陈路行已然将阿谧那天的样子勾勒出来了,这下多少无情话也说不出口了。潘丘见陈路行有所动容,心里长舒一口气。正在他以为陈路行会答应时,陈路行开口说:“可是我还是不能帮你,实在是因为这家茶肆老板并不是我,我也不能这样擅自毁了散兰茶肆的招牌……”
潘丘苦涩笑了笑,话也不愿多说,将茶一饮而尽便要转身离开。陈路行赶紧拉住他手,问:“你来见我,葛大哥知道吗?”
潘丘将手扯出来:“放心,他自然是不知道的。”
陈路行这边望着潘丘离开,转身赶紧就把这事告诉了林二,让他明天提防着些。想到这,陈路行也哑然失笑,不怪自己担心,实在是这不是自己的茶肆,若是陈载驰回来发现地方没了,那自己就算把自己的全部家当赔给他也是不够的。
第二日上午,陈路行朝林二指的方向看去,正是葛云飞。果然像林二所说,看起来人模狗样,说话轻声细语,他身后还跟了四五个人和些小厮,林二说这几个都是朝中大臣的公子,陈路行一时更是担心。左右张望没看见潘丘,心才落下一半。看着众人进了雅间,又目送着他们离开茶肆,陈路行这心才落在了地上。
葛云飞一行从茶肆出来,转身又进了离茶肆不远处的酒楼,只是再没出来。官府的人很快来了,这事算是大得很,林二转身回茶肆跟陈路行说:“不止葛云飞一个人,他那一行人都死了!”
“死了?”陈路行没想到潘丘会下这个狠手,又是关系葛云飞他们,又是担心潘丘和葛成羽是不是被发现了。
酒楼的老板厨子小厮一行当天下午就全被关押进了酒楼。连带着茶肆里的林二和陈路行两人也被叫去官府审讯。
陈路行在那里看见了葛云飞的大哥葛云舒,正是那位在朝廷中管酒茶行当的。
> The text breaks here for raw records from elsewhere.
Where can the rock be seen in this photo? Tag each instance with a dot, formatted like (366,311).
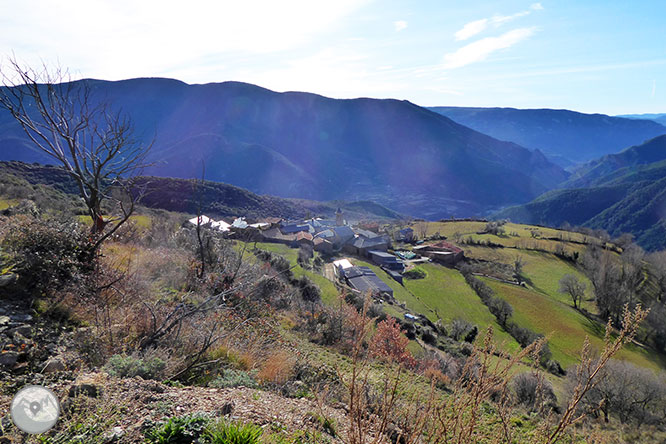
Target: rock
(22,318)
(227,408)
(19,339)
(86,388)
(7,279)
(113,435)
(24,330)
(8,359)
(54,365)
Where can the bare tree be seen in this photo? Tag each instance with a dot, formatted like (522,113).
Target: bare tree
(94,143)
(570,285)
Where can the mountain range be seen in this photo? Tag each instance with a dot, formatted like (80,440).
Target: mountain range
(621,193)
(431,163)
(307,146)
(566,137)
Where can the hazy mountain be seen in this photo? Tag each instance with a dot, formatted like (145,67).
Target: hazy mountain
(659,118)
(566,137)
(624,192)
(616,167)
(214,199)
(308,146)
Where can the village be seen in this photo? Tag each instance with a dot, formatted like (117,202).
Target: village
(337,242)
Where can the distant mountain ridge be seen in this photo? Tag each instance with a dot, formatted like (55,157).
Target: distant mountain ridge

葛成羽气宇轩昂,只看面相也极为不凡,可能是在朝廷做事久了,有种不怒自威的严肃。陈路行不过是和葛成羽打了个照面,就已经被他的一瞥震慑到了。
三天后,一个叫潘丘的去了官府自首,说是自己投毒,陈路行、林二和饭庄一行人才被放了出来。陈路行也就在心中暗暗地松了口气,不必被葛成羽和官府审问实在是幸事。
又过三天,案件告破,官府张告示说是要将潘丘斩首,这件事才告一段落。
陈路行对潘丘的死说不上悲伤,但也十分怜悯。他到底没想清为什么说好的泻药就成了毒,但他猜,没在茶肆下毒或许是因为自己安置了葛成羽的情谊。葛成羽这几天并没出现在茶肆,也并没有找过陈路行。陈路行心底总想着他们的事情,难免失落。
斩首那天,街道上人人议论此事,也成了茶肆里诸位茶客的饭后谈资。
“叫我说杀得好!”
“你说谁?是潘丘啊?还是葛家那二公子?”
“谁杀谁,我也不在意。只当看个乐子了,就是真想议论议论管一管,谁又管得着啊。”
陈路行端着茶在桌与桌之间走来走去,心中难免有一两句话想说,但最后实在说不出来。
潘丘被斩首后的第七天,葛成羽找来了茶肆。这天陈载驰也刚从陀山回来。陈路行看着陈载驰,心虚自己差点毁了他茶肆的招牌,赶紧拉着葛成羽去了店外,又特意往前多走了几步。
两人站在酒肆的“醉仙”旗下,相顾无言。陈路行开口想安慰安慰葛成羽几句,但张嘴却说:“往后……为了你妹妹和潘丘两个人,也得活下去。”
说完这话,两人一时无言。陈路行思量再三还是开了口,“潘丘……他来找过我。”
葛成羽似乎真没想到,有些惊讶地问:“他找你?请你帮忙?”
陈路行点点头,“他让我将泻药放在葛云飞茶水里……”
葛成羽微微闭了闭眼,再开口话音也有些哽咽,“人不在了,你只当没见过他的,免得日后还有麻烦。”
陈路行瞧着他眼眶泛红,又冲自己拱手道:“陈兄,多谢你中秋的帮助……还有今天这番话。潘丘一死,我在这世上也没有朋友亲人了,若是不介意,往后咱们就以亲兄弟相称?”陈路行听了这样一番肺腑之言再没不答应的道理。
“最近朝廷招兵,我……我打算去,往后也不打算留在京城了。”
“这么突然?”
“阿谧和潘丘都先我而去,离开京城我或许更好受些。往后我不在京城,你照顾好自己。”
陈路行忙点头,说:“你也是,军队里万事小心。什么时候动身?”
“明天就走。”
陈路行知道他这会在京城是再没牵挂了,只好开口:“我明早去送你。”
话说至此,葛成羽也不多拒绝,转身离开时还要转回来说上句“往后我会多给你写信”。陈路行从没听过这样的话,眼泪再也停不住了,葛成羽见他哭了赶紧拍拍他肩膀,“哭什么?又不是以后都见不着了。”陈路行重重地点点头,嘴里却是一句话也说不出。
站在茶肆门口看着葛成羽离开的背影,陈路行久违地生出离别的悲伤。从前自己离开陀山好像也并没这样落泪,离开二少爷好像也并不这样心痛。相识不过几天,话也没说几句的人,而今牵动出这么大的波澜,陈路行像被定住了一样,看着“醉仙”旗下,葛成羽的身影渐渐被行人遮挡。